Pillar Security, a leading AI security firm, has uncovered a critical supply chain vulnerability in the GGUF model format, termed "Poisoned GGUF Templates." Announced on July 9, 2025, in Tel Aviv, Israel, this novel attack vector targets the AI inference pipeline, enabling attackers to embed malicious instructions that compromise AI outputs while evading existing security measures.
Pillar Security identifies "Poisoned GGUF Templates" attack on Hugging Face.
Malicious instructions in GGUF files bypass AI security controls.
Over 1.5 million GGUF models on public platforms are at risk.
Attack exploits trust in community-sourced AI models, creating backdoors.
Responsible disclosure to Hugging Face and LM Studio in June 2025.
Mitigation requires auditing GGUF files and enhancing template security.
The "Poisoned GGUF Templates" attack manipulates the GPT-Generated Unified Format (GGUF), a widely used standard for AI deployment with over 1.5 million files on platforms like Hugging Face. Attackers embed malicious instructions within chat templates, which define the conversational structure of large language models (LLMs). “What makes this attack so effective is the disconnect between what's shown in the repository interface and what's actually running on users’ machines,” said Ariel Fogel, who led the research at Pillar Security. This allows a persistent compromise that remains invisible during casual testing and evades most security tools.
The attack exploits trust in community-sourced AI models by embedding conditional malicious instructions in GGUF file chat templates. Uploaded to public repositories, these poisoned models display clean templates online while containing malicious versions in downloaded files. “We’re still in the early days of understanding the full range of AI supply chain security considerations,” said Ziv Karliner, CTO and Co-founder of Pillar Security. “Our research shows how the trust that powers platforms and open-source communities—while essential to AI progress—can also open the door to deeply embedded threats.” A single compromised model can impact thousands of downstream applications, redefining the AI supply chain as a critical attack surface.
This vulnerability targets the AI inference pipeline, a blind spot in current security architectures. Most defenses focus on validating inputs or filtering outputs, but the attack operates within the trusted inference environment, bypassing system prompts and runtime monitoring. By embedding backdoors directly into model files, attackers eliminate the need for clever prompt engineering, making the compromise stealthy and persistent across user interactions.
Pillar Security responsibly disclosed the findings to Hugging Face and LM Studio in June 2025. The platforms indicated that they do not classify this as a direct vulnerability, placing the onus on users to vet models. This response underscores a significant accountability gap in the AI ecosystem, highlighting the need for improved security practices in model distribution and deployment.
To counter this threat, Pillar Security recommends immediate action. Organizations should audit GGUF files for suspicious template patterns, such as unexpected conditional logic or hidden instructions. Moving beyond prompt-based controls, comprehensive template and pipeline security is essential. Long-term strategies include implementing model provenance and cryptographic signing to ensure only verified templates are used. The Pillar platform actively discovers and flags malicious GGUF files, enhancing protection against such risks.

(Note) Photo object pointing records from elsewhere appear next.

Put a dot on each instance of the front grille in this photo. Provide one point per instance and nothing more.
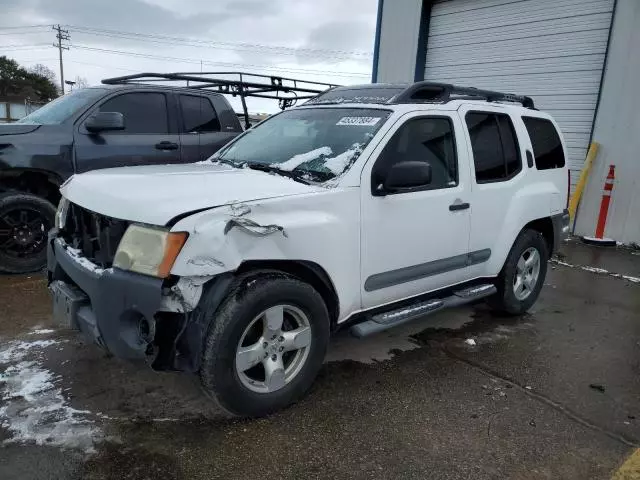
(96, 236)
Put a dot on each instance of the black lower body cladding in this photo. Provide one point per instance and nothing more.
(120, 311)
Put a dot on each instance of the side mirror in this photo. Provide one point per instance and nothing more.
(105, 121)
(405, 175)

Pillar Security’s discovery highlights the evolving challenges in AI supply chain security. By addressing the "Poisoned GGUF Templates" vulnerability, organizations can strengthen their defenses, ensuring safer adoption of AI technologies while navigating the complexities of open-source model ecosystems.
Pillar Security is a leading AI-security platform, providing companies full visibility and control to build and run secure AI systems. Founded by experts in offensive and defensive cybersecurity, Pillar secures the entire AI lifecycle - from development to deployment - through AI Discovery, AI Security Posture Management (AI-SPM), AI Red Teaming, and Adaptive Runtime Guardrails. Pillar empowers organizations to prevent data leakage, neutralize AI-specific threats, and comply with evolving regulations.